Do people really want TV on their cell phones? The demand might not be there yet, but manufacturers and carriers are working hard on delivering TV to handsets despite the small screen. Telegent Systems' TLG1100 and TLG1130 single-chip TV receivers should make that happen a lot faster.
There are two methods for bringing TV to cell phones. The first uses the existing cell-phone network to deliver Internet Protocol TV (IPTV). Available now from carriers like Verizon, it consists of short clips and show segments. The second method broadcasts TV directly to the cell phone, bypassing the cell network. It's probably the better format, since it won't burden the networks if cell-phone TV gets popular.
Several companies already are lining up to build broadcast towers. Qualcomm's MediaFLO spinoff is sanctioned by both AT&T and Verizon, while Crown Castle's Modeo is looking for a home. To receive such signals, the cell phone needs a separate TV receiver chip, which several semiconductor companies currently offer.
Unlike those chips, the TLG1100 and TLG1130 can receive standard NTSC and PAL analog TV in the 48- to 800-MHz range. So, cell-phone users won't have to wait for the new digital TV services or subscribe to current packages to get TV right now. It also includes a worldwide FM receiver (see the figure).
At the heart of the chip is Telegent's patented SureTrak technology. This DSP method provides superior video reception and increased sensitivity while consuming a total of 250 mW—a necessity for cell phones. SureTrak's multipath and Doppler compensation algorithms help preserve video quality in a fast-moving mobile environment, and they have been proven to be robust at speeds in excess of 265 mph.

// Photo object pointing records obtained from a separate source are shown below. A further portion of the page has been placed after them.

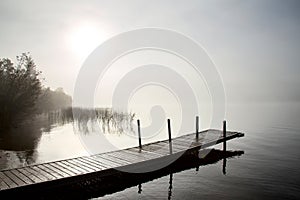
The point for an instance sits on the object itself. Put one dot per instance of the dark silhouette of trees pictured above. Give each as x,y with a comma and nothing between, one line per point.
20,87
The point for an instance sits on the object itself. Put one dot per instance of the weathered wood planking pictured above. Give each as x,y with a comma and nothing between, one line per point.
64,169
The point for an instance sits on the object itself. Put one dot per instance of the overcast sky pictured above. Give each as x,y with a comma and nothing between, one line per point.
255,44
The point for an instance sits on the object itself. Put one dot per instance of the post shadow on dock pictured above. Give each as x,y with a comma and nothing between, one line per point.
100,186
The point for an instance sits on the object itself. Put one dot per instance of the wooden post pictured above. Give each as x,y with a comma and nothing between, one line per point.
169,130
224,135
139,133
197,127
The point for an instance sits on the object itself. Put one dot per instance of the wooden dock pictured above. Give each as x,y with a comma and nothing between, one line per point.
136,159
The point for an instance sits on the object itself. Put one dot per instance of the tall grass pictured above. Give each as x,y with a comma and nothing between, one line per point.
86,119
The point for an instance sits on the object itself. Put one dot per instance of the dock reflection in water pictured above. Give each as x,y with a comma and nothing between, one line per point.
104,186
43,138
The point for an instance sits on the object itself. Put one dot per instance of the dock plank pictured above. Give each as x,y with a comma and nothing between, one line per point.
70,168
32,177
22,176
14,178
7,180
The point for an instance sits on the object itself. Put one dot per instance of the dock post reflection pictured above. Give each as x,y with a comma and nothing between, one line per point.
170,186
140,188
170,136
224,165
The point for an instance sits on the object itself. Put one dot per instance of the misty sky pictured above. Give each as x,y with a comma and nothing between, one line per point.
255,44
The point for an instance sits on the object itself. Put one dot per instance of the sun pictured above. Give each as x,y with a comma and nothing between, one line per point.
84,39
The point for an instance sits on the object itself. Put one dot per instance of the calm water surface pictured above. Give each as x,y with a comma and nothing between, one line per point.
268,169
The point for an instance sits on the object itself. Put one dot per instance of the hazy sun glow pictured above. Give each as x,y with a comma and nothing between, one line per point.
84,39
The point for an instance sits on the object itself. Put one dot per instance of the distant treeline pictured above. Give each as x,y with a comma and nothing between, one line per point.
22,95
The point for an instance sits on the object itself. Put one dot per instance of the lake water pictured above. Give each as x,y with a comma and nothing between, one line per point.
268,169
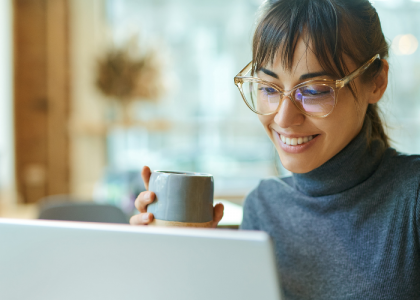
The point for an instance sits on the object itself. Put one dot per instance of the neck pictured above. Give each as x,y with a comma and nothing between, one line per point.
350,167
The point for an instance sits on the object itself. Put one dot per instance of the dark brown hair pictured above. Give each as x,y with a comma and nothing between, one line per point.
334,28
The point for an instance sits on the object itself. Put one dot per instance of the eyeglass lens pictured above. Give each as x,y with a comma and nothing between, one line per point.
315,99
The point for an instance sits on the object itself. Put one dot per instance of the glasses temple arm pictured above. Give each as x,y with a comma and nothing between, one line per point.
358,72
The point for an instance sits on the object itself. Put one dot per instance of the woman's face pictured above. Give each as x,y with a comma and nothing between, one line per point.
325,136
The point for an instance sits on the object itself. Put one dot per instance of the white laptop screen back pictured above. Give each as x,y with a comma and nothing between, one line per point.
49,260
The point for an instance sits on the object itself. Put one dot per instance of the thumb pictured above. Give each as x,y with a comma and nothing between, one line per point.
217,214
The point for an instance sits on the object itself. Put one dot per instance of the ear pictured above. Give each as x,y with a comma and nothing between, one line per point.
380,82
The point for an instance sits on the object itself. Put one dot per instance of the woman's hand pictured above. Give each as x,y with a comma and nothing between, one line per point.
147,197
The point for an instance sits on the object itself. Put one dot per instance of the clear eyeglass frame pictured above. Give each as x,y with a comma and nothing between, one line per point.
336,85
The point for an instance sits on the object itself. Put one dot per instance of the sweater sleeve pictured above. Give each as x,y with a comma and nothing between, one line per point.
418,216
250,218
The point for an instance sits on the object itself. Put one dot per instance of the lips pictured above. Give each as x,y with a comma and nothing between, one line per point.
294,147
296,141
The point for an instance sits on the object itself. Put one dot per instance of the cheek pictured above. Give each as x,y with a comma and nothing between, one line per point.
265,120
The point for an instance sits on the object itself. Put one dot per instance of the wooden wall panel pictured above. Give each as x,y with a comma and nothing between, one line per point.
41,97
58,96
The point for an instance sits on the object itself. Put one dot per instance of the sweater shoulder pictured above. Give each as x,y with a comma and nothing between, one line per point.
402,166
268,188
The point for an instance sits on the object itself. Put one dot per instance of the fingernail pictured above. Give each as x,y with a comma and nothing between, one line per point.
147,196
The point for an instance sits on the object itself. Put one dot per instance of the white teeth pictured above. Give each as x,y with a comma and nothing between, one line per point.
295,141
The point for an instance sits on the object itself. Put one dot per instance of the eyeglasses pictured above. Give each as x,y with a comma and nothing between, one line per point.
314,98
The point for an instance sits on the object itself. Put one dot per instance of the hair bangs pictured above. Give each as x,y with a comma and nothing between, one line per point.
286,22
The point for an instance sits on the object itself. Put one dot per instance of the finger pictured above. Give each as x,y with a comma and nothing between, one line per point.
141,219
144,199
217,214
145,175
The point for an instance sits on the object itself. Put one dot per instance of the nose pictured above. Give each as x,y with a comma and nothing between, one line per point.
288,114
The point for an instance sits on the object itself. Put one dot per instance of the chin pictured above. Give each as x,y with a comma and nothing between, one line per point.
297,166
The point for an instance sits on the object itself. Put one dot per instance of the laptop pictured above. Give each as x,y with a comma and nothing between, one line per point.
61,260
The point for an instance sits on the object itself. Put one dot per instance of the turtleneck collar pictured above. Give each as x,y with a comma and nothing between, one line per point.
350,167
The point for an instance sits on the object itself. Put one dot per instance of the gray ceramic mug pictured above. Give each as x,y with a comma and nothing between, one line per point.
182,199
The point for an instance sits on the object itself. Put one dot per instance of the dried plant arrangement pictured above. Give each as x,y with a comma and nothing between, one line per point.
125,73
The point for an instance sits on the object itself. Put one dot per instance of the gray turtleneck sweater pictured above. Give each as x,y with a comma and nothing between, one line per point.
348,229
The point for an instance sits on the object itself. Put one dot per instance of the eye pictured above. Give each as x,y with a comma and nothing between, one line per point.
268,90
314,91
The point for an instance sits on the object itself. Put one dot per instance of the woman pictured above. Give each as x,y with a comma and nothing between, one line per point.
346,223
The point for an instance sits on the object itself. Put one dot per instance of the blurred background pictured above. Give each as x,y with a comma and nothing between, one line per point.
91,91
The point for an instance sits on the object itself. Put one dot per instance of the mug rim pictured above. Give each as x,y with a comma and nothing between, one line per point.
183,173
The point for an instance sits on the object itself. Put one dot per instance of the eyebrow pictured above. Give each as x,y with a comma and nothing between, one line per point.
312,75
269,73
302,77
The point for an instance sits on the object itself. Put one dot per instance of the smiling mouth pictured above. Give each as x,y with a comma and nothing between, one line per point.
297,141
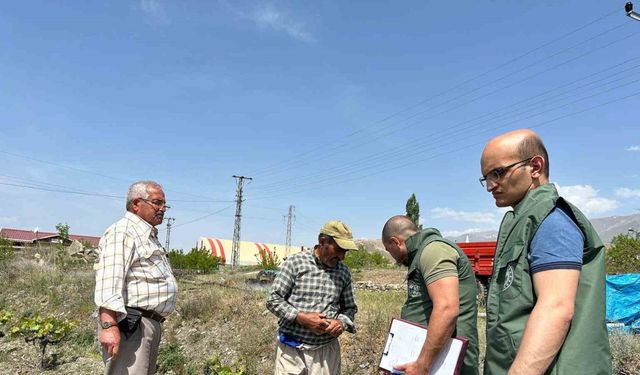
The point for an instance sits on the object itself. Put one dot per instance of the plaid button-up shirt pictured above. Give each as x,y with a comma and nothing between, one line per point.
133,269
304,284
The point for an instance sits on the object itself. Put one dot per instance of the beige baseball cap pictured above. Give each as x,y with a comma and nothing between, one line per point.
341,233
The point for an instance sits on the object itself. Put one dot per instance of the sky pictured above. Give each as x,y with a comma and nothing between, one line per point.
341,109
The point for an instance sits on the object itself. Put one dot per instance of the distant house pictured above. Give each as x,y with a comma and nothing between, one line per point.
21,238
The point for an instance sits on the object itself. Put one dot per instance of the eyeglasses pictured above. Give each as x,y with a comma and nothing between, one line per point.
496,174
157,203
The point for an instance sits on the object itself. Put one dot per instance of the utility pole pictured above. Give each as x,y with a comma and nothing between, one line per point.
235,248
166,247
290,218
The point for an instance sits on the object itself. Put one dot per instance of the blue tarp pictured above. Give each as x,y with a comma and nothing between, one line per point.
623,299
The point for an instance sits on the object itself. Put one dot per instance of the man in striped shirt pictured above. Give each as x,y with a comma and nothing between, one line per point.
135,287
312,297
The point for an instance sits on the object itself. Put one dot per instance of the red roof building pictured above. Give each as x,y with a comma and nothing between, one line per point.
21,237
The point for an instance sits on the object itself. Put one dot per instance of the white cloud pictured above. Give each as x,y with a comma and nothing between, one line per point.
154,10
469,216
8,219
586,198
267,16
628,193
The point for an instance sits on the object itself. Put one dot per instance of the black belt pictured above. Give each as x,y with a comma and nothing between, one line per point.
149,314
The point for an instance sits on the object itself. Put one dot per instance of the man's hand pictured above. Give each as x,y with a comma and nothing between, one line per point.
335,328
316,322
110,337
110,340
411,368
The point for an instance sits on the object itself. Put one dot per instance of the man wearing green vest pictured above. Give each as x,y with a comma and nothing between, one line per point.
441,291
546,303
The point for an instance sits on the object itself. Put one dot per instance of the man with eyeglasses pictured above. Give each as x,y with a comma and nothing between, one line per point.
546,303
312,296
135,287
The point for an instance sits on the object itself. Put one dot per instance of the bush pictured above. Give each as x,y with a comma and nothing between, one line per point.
6,249
624,255
42,332
199,260
268,261
361,258
625,353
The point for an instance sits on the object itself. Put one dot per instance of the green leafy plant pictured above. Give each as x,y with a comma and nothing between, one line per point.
268,261
5,317
42,332
413,210
624,255
199,260
361,258
6,249
213,366
171,358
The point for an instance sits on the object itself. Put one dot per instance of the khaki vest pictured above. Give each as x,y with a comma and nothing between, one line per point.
512,298
418,306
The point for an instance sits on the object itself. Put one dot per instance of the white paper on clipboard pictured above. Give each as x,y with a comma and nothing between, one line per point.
404,343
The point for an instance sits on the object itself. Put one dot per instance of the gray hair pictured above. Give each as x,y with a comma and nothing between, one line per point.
399,226
140,190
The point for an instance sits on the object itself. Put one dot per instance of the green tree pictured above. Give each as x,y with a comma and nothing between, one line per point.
623,256
6,249
413,210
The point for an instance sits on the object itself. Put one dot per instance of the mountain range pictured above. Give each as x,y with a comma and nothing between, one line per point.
607,228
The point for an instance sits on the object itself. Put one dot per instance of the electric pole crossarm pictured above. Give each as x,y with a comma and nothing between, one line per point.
235,249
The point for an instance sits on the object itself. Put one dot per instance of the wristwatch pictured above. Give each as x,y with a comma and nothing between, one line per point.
107,324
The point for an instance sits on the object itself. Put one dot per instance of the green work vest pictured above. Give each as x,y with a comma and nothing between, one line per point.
512,298
418,306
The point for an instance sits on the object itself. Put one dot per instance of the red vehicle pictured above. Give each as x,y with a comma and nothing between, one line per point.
480,255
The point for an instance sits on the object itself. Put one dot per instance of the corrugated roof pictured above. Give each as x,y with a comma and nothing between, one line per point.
26,235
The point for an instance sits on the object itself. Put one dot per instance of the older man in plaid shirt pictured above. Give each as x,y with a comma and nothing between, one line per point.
313,300
135,287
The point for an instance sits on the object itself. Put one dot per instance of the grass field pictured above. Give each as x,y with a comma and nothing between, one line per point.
218,321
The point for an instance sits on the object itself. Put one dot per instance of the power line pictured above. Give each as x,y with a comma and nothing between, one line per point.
43,186
328,152
236,228
458,147
406,155
202,217
435,138
93,173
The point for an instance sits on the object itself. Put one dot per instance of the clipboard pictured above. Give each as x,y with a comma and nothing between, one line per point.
404,343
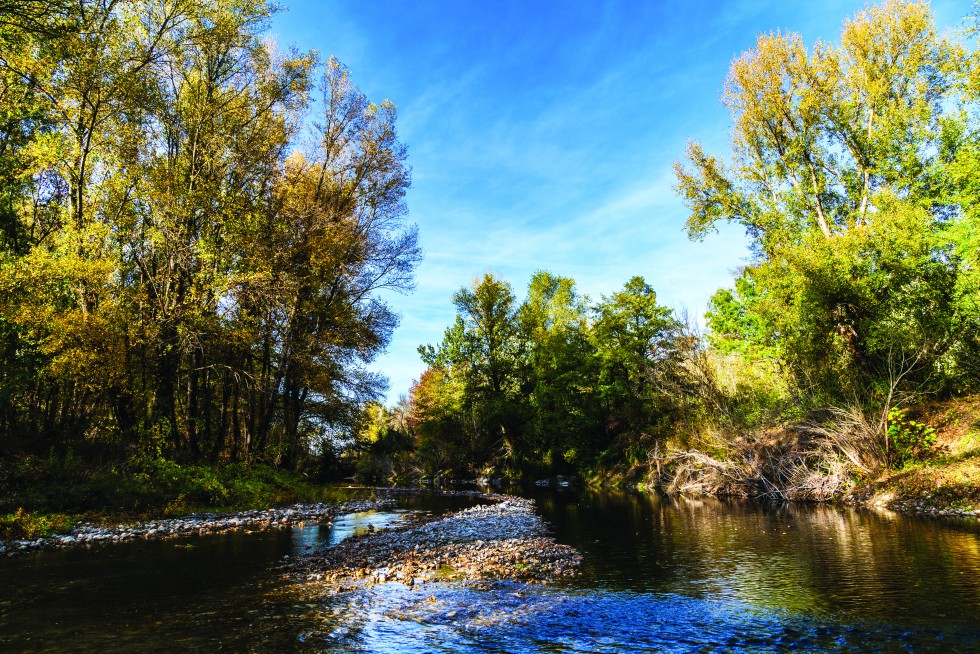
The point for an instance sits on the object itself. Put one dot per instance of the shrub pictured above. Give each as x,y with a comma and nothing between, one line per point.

The chip works with the cell phone's baseband processor, LCD display, and audio system. Telegent's CTO Sam Sheng says that the company also has some solutions to the need for a long antenna at the lower VHF frequencies, which has plagued handheld TV sales for decades.
The hybrid TLG1130 supports analog and digital TV, including NTSC and PAL as well as the ITU digital video standards DVB-T and DVB-H. Digital Video Broadcast is the digital TV standard in Europe, with the terrestrial (T) version for fixed home TV and the handset (H) version for cell phones and other mobile TV devices. DVB-H is the standard of choice of the Modeo system, which is undergoing tests in New York City but has not yet been widely adopted. Future versions of the Telegent chips are expected to support other video standards such as those in Japan and Korea.
The TLG1100 is already shipping in Asia and being used in Chinese cell phones. The TLG1130 is sampling now with production later this year.